Efficient Synthesis of 2(S)-[1(S)-Azido-2-phenylethyl]oxirane

Abstract

Various HIV protease inhibitors have been developed as promising chemotherapeutic agents for the treatment of AIDS. The importance of hydroxyethylamine isosteres in the this field was well witnessed by antiviral agents such as saquinavir, amprenavir and nelfinavir. In connection of our studies on the development of an improved drug delivery system, we were interested in the synthesis of amprenavir and related compounds. Among many reports on the synthesis of this class of inhibitors, we focused on the synthetic scheme that relies on the use of protected aminoalkyl epoxides. On the way to the synthesis of crucial 2(S)-[1(S)-azido-2-phenylethyl]oxirane (1) according to the known procedure, we needed to devise a more efficient route to this key intermediate to avoid tedious experimental conditions. Here we wish to report a brief synthesis of oxirane 1 which is more efficient and suitable for preparation on a large scale. In Scheme 1, our modified synthesis starts from acetonide 2 which was readily and cheaply available in large quantity from D-isoascorbic acid. Mesylation and subsequent reduction with NaBH4 converted acetonide 2 to a selectively mesylated diol. Sequential treatment of NaH with the mesylate and addition of PhMgBr to the resulting oxirane in the presence of CuI produced the known alcohol 3 in 80% overall yield.
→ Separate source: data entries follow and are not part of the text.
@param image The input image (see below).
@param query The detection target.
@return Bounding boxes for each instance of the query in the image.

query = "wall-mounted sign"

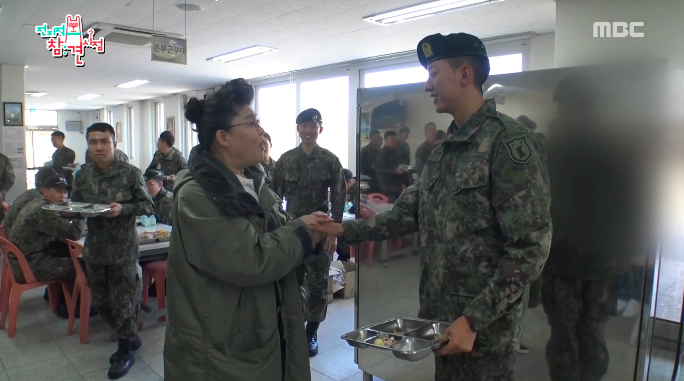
[151,36,188,65]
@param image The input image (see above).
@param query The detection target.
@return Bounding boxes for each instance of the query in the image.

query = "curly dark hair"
[185,78,254,150]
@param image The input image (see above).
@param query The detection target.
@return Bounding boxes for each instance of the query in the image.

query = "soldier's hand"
[102,203,123,218]
[325,237,337,256]
[435,316,477,356]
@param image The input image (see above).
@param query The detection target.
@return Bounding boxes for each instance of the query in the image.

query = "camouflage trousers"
[435,354,515,381]
[86,261,142,338]
[10,246,76,283]
[297,240,330,323]
[542,274,617,381]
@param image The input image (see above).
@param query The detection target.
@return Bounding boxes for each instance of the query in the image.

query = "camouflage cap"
[418,33,487,69]
[297,108,323,124]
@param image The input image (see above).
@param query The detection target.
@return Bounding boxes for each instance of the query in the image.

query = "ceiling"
[0,0,556,110]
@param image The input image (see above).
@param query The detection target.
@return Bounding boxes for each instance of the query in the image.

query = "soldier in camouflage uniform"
[0,153,15,219]
[147,131,188,192]
[72,123,154,379]
[273,109,347,356]
[2,167,57,237]
[261,133,278,189]
[314,33,552,381]
[8,175,85,283]
[144,168,173,225]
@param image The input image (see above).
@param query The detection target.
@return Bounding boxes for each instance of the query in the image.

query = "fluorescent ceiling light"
[207,46,278,63]
[76,94,102,100]
[116,79,150,89]
[363,0,503,26]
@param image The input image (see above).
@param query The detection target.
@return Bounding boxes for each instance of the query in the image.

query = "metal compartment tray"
[342,318,449,361]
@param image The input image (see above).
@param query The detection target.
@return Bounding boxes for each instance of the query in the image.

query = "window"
[299,76,349,167]
[256,83,297,160]
[363,53,523,89]
[24,110,57,126]
[153,102,165,140]
[126,106,135,160]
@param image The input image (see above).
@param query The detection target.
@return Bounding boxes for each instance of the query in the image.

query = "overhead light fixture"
[363,0,503,26]
[207,46,278,63]
[76,94,102,101]
[115,79,150,89]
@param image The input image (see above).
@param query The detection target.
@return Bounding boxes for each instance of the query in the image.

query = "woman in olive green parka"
[164,80,330,381]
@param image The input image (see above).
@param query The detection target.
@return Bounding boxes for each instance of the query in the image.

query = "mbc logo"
[594,21,644,37]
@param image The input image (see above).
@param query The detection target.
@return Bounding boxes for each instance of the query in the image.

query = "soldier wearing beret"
[144,168,173,225]
[316,33,552,381]
[273,108,347,356]
[72,123,154,380]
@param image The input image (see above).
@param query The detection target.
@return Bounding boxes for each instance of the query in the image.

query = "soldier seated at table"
[8,175,91,318]
[144,168,173,226]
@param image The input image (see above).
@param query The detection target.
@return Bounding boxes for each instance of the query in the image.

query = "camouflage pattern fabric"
[0,153,15,199]
[153,188,173,226]
[71,160,154,265]
[86,260,142,338]
[2,189,43,237]
[343,100,552,379]
[300,245,330,323]
[261,159,278,189]
[542,273,617,381]
[8,197,85,282]
[416,142,435,178]
[273,146,347,223]
[86,148,128,164]
[435,354,515,381]
[397,142,411,165]
[147,147,188,191]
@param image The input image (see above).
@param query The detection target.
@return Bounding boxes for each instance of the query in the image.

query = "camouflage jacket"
[153,188,173,226]
[71,159,154,265]
[8,197,85,256]
[81,148,128,163]
[261,159,278,189]
[397,142,411,165]
[343,100,552,355]
[147,147,188,191]
[0,153,15,199]
[273,145,347,222]
[52,147,76,173]
[2,189,43,237]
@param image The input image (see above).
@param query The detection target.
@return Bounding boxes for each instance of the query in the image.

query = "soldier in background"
[147,131,188,192]
[273,109,347,356]
[2,167,57,237]
[261,132,277,189]
[416,122,437,178]
[0,153,15,219]
[7,175,85,319]
[397,126,411,165]
[314,33,552,381]
[361,130,382,193]
[72,123,154,380]
[144,168,173,226]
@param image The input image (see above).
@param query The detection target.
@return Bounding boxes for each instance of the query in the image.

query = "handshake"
[299,212,344,243]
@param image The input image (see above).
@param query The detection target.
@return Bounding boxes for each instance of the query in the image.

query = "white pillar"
[0,64,26,202]
[555,0,684,68]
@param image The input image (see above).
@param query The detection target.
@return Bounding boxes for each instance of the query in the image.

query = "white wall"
[555,0,684,68]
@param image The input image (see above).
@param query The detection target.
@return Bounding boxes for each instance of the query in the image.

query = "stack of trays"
[342,318,449,361]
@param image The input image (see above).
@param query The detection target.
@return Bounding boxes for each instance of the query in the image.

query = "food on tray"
[373,335,396,347]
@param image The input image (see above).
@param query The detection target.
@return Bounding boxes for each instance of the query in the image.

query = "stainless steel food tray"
[342,318,449,361]
[43,202,111,217]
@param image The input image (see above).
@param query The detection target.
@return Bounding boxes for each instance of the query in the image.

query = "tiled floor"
[0,246,680,381]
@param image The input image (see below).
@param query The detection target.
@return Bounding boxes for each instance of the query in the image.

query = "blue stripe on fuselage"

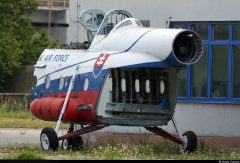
[32,70,107,100]
[37,29,155,80]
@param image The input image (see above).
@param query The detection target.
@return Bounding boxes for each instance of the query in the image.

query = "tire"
[62,139,71,150]
[182,131,197,153]
[72,136,83,151]
[40,127,59,151]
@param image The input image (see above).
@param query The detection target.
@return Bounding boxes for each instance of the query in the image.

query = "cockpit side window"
[117,20,132,29]
[135,20,142,27]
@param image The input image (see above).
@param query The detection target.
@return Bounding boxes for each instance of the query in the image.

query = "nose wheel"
[62,136,83,151]
[40,128,59,151]
[182,131,197,153]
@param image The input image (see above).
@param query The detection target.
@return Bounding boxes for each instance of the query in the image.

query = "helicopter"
[30,9,203,152]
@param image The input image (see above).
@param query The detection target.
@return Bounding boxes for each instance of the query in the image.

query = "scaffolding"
[38,0,69,8]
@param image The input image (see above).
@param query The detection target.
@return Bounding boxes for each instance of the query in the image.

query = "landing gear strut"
[40,128,59,151]
[145,118,197,153]
[40,125,108,151]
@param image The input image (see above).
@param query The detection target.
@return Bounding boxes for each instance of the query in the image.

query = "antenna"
[166,16,172,28]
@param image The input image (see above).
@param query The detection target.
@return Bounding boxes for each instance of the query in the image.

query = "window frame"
[170,21,240,104]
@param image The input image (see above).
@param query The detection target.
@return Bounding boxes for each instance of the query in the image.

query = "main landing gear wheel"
[40,128,59,151]
[62,136,83,151]
[182,131,197,153]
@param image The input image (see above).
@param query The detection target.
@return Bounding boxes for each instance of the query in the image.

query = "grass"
[0,141,240,160]
[0,104,240,160]
[0,104,67,129]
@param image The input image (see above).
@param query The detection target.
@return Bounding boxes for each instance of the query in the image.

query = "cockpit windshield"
[96,10,132,35]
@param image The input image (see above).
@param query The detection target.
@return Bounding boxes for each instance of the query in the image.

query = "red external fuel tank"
[30,93,97,124]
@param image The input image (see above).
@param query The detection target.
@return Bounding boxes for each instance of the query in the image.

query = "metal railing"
[38,0,69,8]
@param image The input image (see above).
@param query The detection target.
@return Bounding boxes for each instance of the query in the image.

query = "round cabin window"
[135,79,140,93]
[121,78,126,92]
[59,77,64,90]
[83,78,89,91]
[145,80,151,93]
[160,80,165,95]
[45,76,51,89]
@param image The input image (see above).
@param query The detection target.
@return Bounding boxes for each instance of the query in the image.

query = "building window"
[212,24,228,40]
[233,46,240,98]
[192,46,208,97]
[192,24,208,40]
[170,21,240,104]
[233,24,240,40]
[178,67,187,97]
[212,46,228,97]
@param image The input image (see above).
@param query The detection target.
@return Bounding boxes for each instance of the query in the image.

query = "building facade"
[30,0,69,43]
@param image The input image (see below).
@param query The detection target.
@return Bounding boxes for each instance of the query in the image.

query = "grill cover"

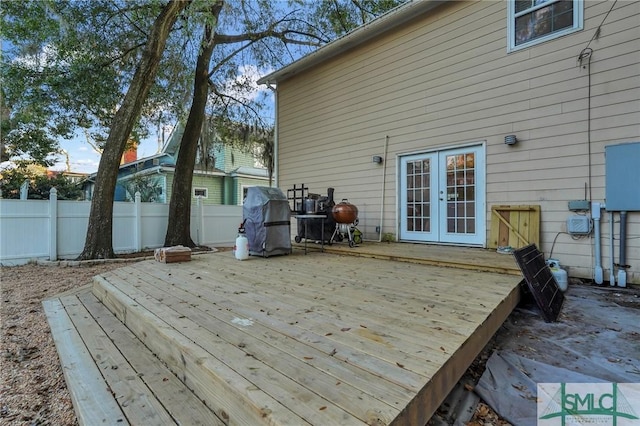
[242,186,291,257]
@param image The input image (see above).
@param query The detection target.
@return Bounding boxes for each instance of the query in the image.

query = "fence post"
[49,188,58,261]
[134,191,142,251]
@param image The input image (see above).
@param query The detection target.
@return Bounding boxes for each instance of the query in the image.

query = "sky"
[49,66,274,174]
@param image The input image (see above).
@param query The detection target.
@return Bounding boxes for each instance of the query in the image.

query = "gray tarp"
[475,285,640,426]
[242,186,291,256]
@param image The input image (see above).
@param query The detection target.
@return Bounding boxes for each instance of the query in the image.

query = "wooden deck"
[45,244,520,425]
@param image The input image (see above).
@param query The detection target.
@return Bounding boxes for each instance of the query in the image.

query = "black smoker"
[293,185,336,244]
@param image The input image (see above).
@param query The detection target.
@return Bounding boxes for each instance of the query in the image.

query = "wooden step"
[43,286,224,425]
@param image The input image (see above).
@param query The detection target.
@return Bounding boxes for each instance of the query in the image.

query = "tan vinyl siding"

Next, alcohol 3 was mesylated and hydrolyzed to the diol which was then converted to the known diolazide 4 via azide displacement with CsN3. This azidation was superior to the known Mitsunobu azidation of alcohol 3. The resulting diolazide 4 was treated with 2-acetoxyisobutyryl chloride and NaOMe successively to give the known key intermediate 1 in 60% overall yield from alcohol 3. In conclusion, 2(S)-[1(S)-azido-2-phenylethyl]oxirane (1) was efficiently synthesized from acetonide 2 as a starting material by 9 steps with two purification steps at alcohol 3 and oxirane 1 respectively in overall yield of 48%. This protocol avoids troublesome LAH reduction and Mitsunobu azidation that were involved in the known method, providing an expedient route to the facile, practical and large production of the desired epoxide 1 and other related structural motives from the cheaper D-isoascorbic acid.